Insights...
Insights & Testimonies
In Vienna, Austria:
What did you get out of the workshop?
~ That I'm more interested in music than I knew.
~ More experience in music. Better feeling for rhythm.
~ That music is a very beautiful thing. And I really love it
~ You are fantastic people and you show your musical competence and we show ours. You learn and we learn.
In Idaho, USA:
What did you get out of the workshop?
~ It's fun if we play all together
~ It is fun and exciting
~ Music is awesome
~ I wish the jam sessions were longer
"It is not a question of suppressing the spoken language, but of giving words approximately the importance they have in dreams." ~ Antonin Artaud, The Theatre and Its Double
...from Participants
...from Spectators
~ "You cannot be too childish." - a Viennese Art Teacher
~ "Your face is an instrument!" - a young man from Mexico
~ "It's hard to practice a language when you have no one to talk to." - a friend in Vienna
~ "[My son] has enjoyed each day - I definitely see that attendance at this program has sparked a desire to learn the piano." - a parent in Idaho, USA
...from Facilitators
In Vienna, Austria:
~ Don't alienate with too much theory. Sometimes people are just looking to sing.

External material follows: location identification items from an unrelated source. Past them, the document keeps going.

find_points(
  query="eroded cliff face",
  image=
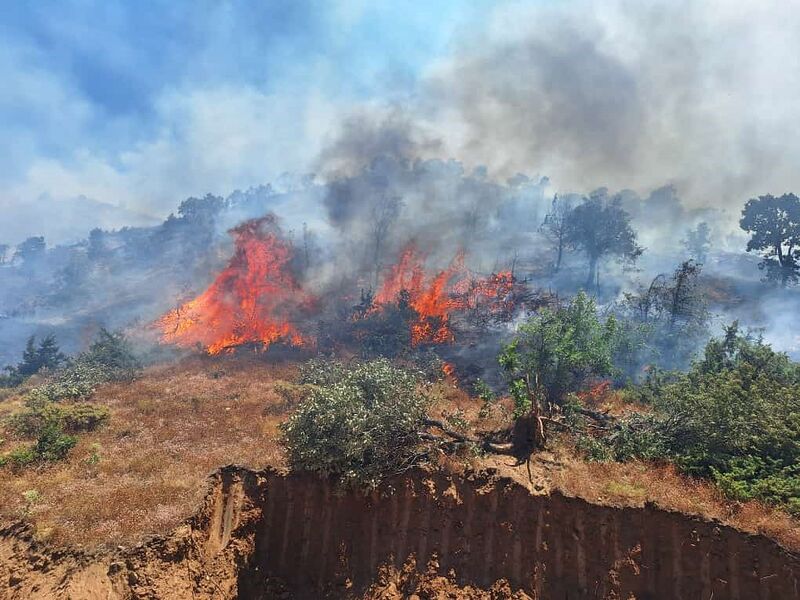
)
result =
(263, 535)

~ "You sing fine, just not enough!" - in response to a student who asked me whether she sings well
~ If you ask a child if they can sing, they'll say "of course!" - but if you ask a teenager or adult if they can sing they say no way.
~ Encourage bringing instruments.
~ Use more bricolage - stimulates extra-box cognizance. Seeing things a different way.
~ Games are essential.
~ Resist the impulse to use more words to be understood, think instead about meeting eyes, creating rhythm, sounds, conversation.
~ Don't be afraid to abandon the strategy. Learn what to do from the questions present.
~ All stories are important.
~ Fake singing is real singing.
~ Allow talking only if someone really wants to talk. This means they want to communicate and it should be allowed.
~ Human beings are drawn to music in the same way we are drawn to light.
~ Usually a table or a porch is the best place to sing together.
~ Listening with your eyes makes everything better.
~ Oftentimes when you make a person aware of the thing he does naturally, it comes unnaturally.
~ Just when words get in the way, Begin Singing.
~ In most places, I reckon music isn't taught - it's just learned.
In Pakse, Laos:
~ Instruments should be available - people enjoy just holding and touching them.
~ Pop music is a "gateway drug" to more critical listening - let them learn the songs they want to learn, not the ones you want them to learn.
~ For guitar students - play a different instrument while they learn chords - forces listening.
~ For piano students - teaching modes helps enormously with teaching other major scales.
~ On Piano: Teaching black keys encourages use of the Pentatonic Scale, common to Asian, African, and Celtic folk music...
~ The pentatonic scale is comforting and familiar.
In Spokane, WA, USA:
~ In general, who I am is much less important that what we're doing.
~ Oftentimes, the worst troublemakers are the most musical, creative, and daring.
~ Taking non-verbal suggestions from participants enhances participation.
~ The groove is a critical lifeline.
~ Establishing a non-verbal relationship with people using music is very similar to establishing trust with a dog or a child - but where the dog brings you his toy, a choir will ask if they can sing you their song.
~ An average person is much more rhythmic and musical when he is detached from his exhibitionism.
~ Everyone is a participant, even if they only watch. Spect-actors (Boal, 1992).
~ In jamming, familiar melodies are also improvisations.
~ If their foot is broken, they have hips.
~ Patterns are powerful because they're simple.